Increased access to affordable insurance choices. ‘Affordability credits’ will help families with incomes below 400% of the federal poverty level ($88,000 for a family of four) pay for their health insurance.  Nearly 60% of uninsured rural families have incomes below 200% of the federal poverty level and will benefit from this provision. Health reform will also limit the annual out-of-pocket costs that families and individuals will face, especially for preventive health services..         

“Health Insurance Exchanges” are a part of both the House and Senate Health reform legislation.  It is way for  low and medium income families and small business employees to choose health coverage from a range of health insurance plans, including a public health option.  Plans within a “Health Insurance Exchange” must provide an adequate, approved range of benefits and cannot discriminate on health status or pre-existing conditions.

Health care provider workforce improvements. The proposed legislation has a 10% bonus payment in Medicare for primary care doctors practicing in under-served areas and a 10% bonus to general surgeons in under-served areas. Expanded loan repayment and training programs for doctors and health care workers who serve in rural communities will mean more of the physicians most needed in rural and low income areas.  The legislation proposes expanding the National Health Service Corps and the Public Health Service Corps, and it establishes a new Public Health Workforce Corps..  It also establishes a Tele-health Advisory Committee that will advise ways that telemedicine can bring specialist care and support to providers in rural and other underserved communities that may not have a specialist nearby.

Investing in Hospitals and Community Health Centers. The proposed legislation assures rural hospitals special protections in Medicare payment rules to secure their ability to provide essential access and hire and retain staff.  Additionally, it recognizes that rural areas need special consideration in the distribution of additional funds to support Community Health Centers.  Because no one bill can fully address the unique needs of patients and providers in rural areas, the proposed legislation will instruct the Health and Human Services Secretary to recommend ways to address urban/rural inequities in Medicare payment rates based on recommendations by the Institute of Medicine.

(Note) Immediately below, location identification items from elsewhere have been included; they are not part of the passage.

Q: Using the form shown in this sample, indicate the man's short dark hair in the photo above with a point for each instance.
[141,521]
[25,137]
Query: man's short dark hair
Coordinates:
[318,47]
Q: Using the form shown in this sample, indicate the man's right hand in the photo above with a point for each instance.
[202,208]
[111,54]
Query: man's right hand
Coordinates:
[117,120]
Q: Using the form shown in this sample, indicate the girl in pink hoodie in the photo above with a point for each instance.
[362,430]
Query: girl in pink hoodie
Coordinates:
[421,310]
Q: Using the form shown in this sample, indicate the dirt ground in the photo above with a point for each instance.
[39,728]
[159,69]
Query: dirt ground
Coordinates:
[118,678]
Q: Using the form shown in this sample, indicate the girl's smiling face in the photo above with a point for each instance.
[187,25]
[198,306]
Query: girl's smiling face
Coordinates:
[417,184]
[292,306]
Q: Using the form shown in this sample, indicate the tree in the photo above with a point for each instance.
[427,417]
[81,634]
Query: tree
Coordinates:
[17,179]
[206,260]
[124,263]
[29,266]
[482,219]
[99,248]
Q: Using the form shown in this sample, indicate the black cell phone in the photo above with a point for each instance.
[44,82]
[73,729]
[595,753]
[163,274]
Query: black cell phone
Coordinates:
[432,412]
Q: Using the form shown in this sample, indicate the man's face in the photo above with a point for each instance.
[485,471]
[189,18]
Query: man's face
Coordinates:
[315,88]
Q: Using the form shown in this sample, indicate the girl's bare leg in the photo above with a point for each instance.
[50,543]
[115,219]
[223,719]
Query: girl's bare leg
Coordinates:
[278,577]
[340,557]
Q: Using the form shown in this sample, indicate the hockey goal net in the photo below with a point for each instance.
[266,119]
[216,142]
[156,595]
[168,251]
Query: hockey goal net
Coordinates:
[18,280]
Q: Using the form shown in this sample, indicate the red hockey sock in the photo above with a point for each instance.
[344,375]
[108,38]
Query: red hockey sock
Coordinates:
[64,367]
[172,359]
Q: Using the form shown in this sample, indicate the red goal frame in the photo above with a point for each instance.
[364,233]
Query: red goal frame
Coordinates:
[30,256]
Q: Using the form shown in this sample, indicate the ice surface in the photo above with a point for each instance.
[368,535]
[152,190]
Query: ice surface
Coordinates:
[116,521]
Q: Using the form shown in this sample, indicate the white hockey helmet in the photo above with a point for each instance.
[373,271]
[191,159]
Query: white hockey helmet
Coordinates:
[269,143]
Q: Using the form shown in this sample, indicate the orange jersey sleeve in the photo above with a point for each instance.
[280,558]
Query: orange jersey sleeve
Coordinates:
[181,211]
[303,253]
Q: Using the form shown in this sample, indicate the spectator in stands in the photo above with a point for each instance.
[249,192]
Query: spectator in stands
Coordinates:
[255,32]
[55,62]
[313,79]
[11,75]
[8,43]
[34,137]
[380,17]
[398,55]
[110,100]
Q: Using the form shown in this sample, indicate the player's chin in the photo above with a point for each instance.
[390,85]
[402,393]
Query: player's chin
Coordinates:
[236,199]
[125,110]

Stopping Health Problems Before they Start:  Prevention and Wellness Efforts. The legislation invests $15 billion over five years in community preventive services to fight diabetes and obesity, and working to educate individuals on the dangers of tobacco use and substance abuse.

The proposals designate half of that funding to be spent reducing disparities in health care, including disparities between urban and rural areas.  The legislation also ensures that small and community-based health care practices, which are prevalent in rural areas, have incentive to participate in ‘medical home’ programs and other programs which that emphasize primary care, coordinate care across service providers, and reduce unnecessary hospitalizations in rural areas.

Health insurance reforms will abolish co-payments and deductibles to a range of approved preventive health services such as immunizations, cancer screenings and diabetes screening and advice.